Generate DAGs dynamically in Airflow

Overview

Traditional DAGs are convenient to use for a single-source pipeline. For example, to extract data from a file, perform the necessary actions, and load the results.

For cases where you need to run the same data pipeline with different parameters on several data sources, it’s more useful to generate DAGs dynamically for each case.

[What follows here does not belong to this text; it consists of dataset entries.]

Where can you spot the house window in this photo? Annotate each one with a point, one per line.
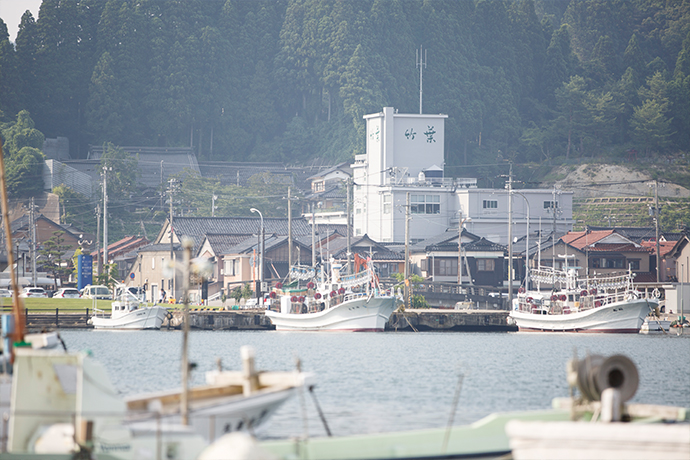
(485, 265)
(608, 262)
(446, 267)
(230, 267)
(425, 204)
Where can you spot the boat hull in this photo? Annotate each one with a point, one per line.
(356, 315)
(617, 317)
(142, 318)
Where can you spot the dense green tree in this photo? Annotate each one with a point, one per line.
(572, 113)
(52, 258)
(290, 79)
(22, 144)
(10, 80)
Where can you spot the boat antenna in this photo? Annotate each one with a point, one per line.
(298, 365)
(456, 400)
(318, 409)
(17, 310)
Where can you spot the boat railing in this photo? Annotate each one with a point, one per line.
(562, 303)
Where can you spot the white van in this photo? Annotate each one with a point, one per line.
(96, 292)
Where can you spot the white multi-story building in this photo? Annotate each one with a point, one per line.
(405, 155)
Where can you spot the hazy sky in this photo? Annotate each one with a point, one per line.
(11, 12)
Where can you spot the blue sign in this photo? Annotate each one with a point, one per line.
(84, 270)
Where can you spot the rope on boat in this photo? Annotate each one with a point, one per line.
(454, 408)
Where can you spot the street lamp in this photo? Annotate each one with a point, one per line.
(261, 254)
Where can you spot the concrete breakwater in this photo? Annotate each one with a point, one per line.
(223, 320)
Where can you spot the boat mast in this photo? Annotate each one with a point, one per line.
(17, 310)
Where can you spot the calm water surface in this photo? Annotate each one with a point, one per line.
(375, 382)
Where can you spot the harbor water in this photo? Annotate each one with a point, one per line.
(378, 382)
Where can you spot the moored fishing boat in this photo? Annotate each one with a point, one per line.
(608, 304)
(339, 303)
(127, 314)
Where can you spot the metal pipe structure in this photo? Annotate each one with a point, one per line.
(526, 241)
(261, 253)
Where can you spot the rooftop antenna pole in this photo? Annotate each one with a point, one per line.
(289, 229)
(420, 61)
(349, 220)
(510, 238)
(32, 214)
(105, 220)
(17, 309)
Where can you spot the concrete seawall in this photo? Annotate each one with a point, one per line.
(221, 320)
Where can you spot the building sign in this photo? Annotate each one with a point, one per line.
(84, 270)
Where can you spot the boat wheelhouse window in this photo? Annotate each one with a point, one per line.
(425, 204)
(445, 267)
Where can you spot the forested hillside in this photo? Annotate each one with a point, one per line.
(527, 81)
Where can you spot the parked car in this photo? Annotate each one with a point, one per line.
(67, 293)
(96, 292)
(33, 291)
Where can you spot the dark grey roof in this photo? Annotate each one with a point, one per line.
(159, 247)
(334, 193)
(484, 245)
(444, 240)
(198, 227)
(221, 243)
(345, 167)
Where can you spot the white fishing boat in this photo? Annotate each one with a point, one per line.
(596, 423)
(608, 304)
(341, 303)
(126, 313)
(230, 401)
(64, 403)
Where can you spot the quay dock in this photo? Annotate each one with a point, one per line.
(431, 319)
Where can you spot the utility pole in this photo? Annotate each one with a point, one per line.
(98, 238)
(32, 219)
(407, 248)
(510, 238)
(171, 192)
(348, 192)
(656, 229)
(420, 61)
(289, 229)
(313, 236)
(105, 220)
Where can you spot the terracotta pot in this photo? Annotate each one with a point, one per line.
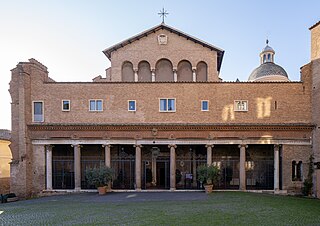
(208, 188)
(102, 190)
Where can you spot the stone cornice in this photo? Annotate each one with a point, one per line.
(171, 127)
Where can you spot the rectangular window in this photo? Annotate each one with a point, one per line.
(240, 105)
(167, 105)
(95, 105)
(131, 105)
(65, 105)
(38, 111)
(204, 105)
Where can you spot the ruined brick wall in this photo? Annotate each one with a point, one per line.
(294, 153)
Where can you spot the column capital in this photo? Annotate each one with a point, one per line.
(276, 147)
(48, 147)
(242, 146)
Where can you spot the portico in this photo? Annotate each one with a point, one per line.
(165, 164)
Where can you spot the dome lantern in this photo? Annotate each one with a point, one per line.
(268, 70)
(267, 54)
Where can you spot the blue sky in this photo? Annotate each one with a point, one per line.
(69, 36)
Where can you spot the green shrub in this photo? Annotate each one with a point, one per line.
(208, 174)
(99, 177)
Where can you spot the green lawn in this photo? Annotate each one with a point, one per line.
(220, 208)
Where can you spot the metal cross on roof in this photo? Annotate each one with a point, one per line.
(163, 13)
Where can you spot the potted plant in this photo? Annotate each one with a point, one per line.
(208, 176)
(99, 177)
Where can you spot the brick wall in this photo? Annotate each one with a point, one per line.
(178, 48)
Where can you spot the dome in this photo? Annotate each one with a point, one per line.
(268, 49)
(269, 71)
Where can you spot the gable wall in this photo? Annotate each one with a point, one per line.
(178, 48)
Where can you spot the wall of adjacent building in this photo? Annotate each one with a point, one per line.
(5, 159)
(314, 68)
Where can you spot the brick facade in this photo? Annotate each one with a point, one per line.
(278, 112)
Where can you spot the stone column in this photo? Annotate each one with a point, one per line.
(153, 75)
(242, 166)
(317, 181)
(175, 76)
(138, 167)
(194, 75)
(77, 166)
(49, 166)
(107, 155)
(209, 154)
(172, 166)
(194, 166)
(136, 78)
(276, 167)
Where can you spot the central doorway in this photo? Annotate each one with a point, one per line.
(156, 168)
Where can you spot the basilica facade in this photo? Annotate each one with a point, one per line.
(160, 111)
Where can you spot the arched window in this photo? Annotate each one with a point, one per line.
(127, 72)
(164, 70)
(202, 71)
(144, 72)
(184, 71)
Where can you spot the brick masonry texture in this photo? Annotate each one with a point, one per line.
(269, 103)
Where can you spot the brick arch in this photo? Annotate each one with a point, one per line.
(184, 71)
(127, 73)
(202, 71)
(144, 71)
(164, 70)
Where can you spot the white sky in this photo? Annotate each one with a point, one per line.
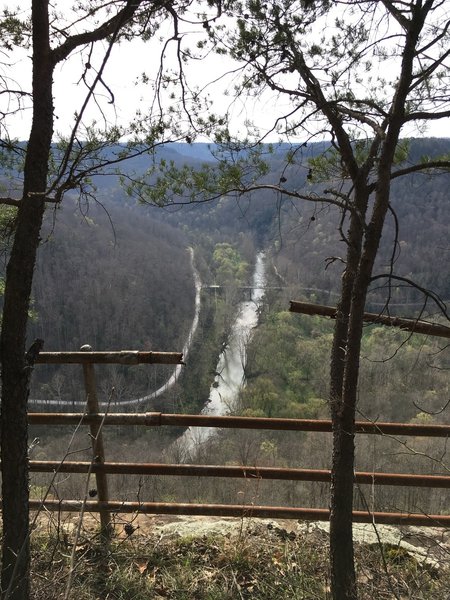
(128, 61)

There are two ways of creating DAGs for variable scenarios:

  • Dynamic DAGs generation

    In dynamically generated DAGs, the structure of the DAG changes based on static predefined values (configuration files, environment variables, file names, etc.).

  • Dynamic task mapping

    Dynamic task mapping enables generating parallel tasks at runtime based on the output of a previous task.

The examples in this article are written using the TaskFlow API for convenience. You can generate DAGs dynamically using traditional syntax as well.

Dynamic DAGs generation

Creating a dynamically generated DAG is similar to the process of creating a single DAG. Since Airflow executes all Python code in the dags folder, you can execute any Python code that generates DAG objects.

The DAGs are generated every min_file_process_interval seconds, which by default is every 30 seconds. You can change the value of this parameter by editing the cfg_properties_template field via ADCM.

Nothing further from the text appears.